Average anomalies of DIC, nitrates and dissolved oxygen in the ACC (green) and north of the ACC (purple) for AEs (red), CEs (blue) and outside eddies (black). Calculated according to depth, isopycnals and their difference. Figures: number of profiles used. © Keppler et al 2024
A challenge for climate models and ocean monitoring
Current climate and oceanographic models struggle to accurately integrate the influence of mesoscale eddies on carbon and nutrient fluxes. Most simulations treat these structures as simple diffusive mixing agents, ignoring their specific effects on the upward or downward movement of CO₂, nitrates and oxygen. However, the data from the study by Keppler et al show that mesoscale eddies cover on average 22% of the surface of the Southern Ocean and directly modify about 5% of the carbon fluxes in this region.

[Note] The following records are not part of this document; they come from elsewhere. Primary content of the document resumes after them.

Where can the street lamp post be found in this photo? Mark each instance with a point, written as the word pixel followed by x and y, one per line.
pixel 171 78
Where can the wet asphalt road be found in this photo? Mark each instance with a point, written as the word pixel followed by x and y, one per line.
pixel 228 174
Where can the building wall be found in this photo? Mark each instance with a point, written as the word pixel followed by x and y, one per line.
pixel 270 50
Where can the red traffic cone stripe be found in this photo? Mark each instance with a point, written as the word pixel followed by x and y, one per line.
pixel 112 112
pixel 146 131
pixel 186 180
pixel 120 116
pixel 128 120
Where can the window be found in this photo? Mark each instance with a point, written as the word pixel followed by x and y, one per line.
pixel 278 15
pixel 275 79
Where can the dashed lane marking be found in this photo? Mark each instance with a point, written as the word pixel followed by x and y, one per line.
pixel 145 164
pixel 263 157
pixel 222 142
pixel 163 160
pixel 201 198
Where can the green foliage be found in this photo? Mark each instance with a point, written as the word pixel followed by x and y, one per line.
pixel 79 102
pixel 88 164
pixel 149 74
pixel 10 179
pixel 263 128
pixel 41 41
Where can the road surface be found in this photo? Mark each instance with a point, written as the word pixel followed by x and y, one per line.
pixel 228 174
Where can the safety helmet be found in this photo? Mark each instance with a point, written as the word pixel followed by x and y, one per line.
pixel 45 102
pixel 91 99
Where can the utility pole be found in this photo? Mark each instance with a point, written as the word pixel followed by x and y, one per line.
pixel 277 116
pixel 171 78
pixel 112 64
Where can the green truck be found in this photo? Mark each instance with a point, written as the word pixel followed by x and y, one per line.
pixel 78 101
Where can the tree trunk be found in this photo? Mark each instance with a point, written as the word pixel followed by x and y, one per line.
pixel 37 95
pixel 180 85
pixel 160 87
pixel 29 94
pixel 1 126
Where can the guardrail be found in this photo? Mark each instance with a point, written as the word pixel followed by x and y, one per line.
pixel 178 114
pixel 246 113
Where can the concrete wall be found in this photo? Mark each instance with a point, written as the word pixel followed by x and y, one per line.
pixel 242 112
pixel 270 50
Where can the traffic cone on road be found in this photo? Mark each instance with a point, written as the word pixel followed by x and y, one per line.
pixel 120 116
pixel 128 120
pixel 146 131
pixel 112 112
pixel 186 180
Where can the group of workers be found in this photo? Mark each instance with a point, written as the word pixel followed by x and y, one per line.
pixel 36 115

These structures therefore have a much greater influence on climate regulation than is currently estimated by the models.
To address these shortcomings, researchers are using two complementary types of data: satellite observations, which make it possible to detect and monitor eddies in real time, and biogeochemical Argo floats, deployed throughout the Southern Ocean. The latter offer unprecedented spatial and temporal coverage, reducing uncertainty about the biogeochemical processes at play.
However, despite these advances, major gaps remain in the monitoring of the Southern Ocean. The number of floats equipped with biogeochemical sensors is still insufficient for detailed analysis at the scale of each region and season. Current satellites also do not allow observation of the depth penetration of eddies, which limits a detailed understanding of vertical carbon and nutrient exchanges.
* Isopycnals are surfaces of constant density in the ocean. They allow the vertical and horizontal movements of the water to be analysed without being influenced by variations in temperature and salinity. They are particularly useful for studying the exchange of nutrients, oxygen and carbon in stable bodies of water.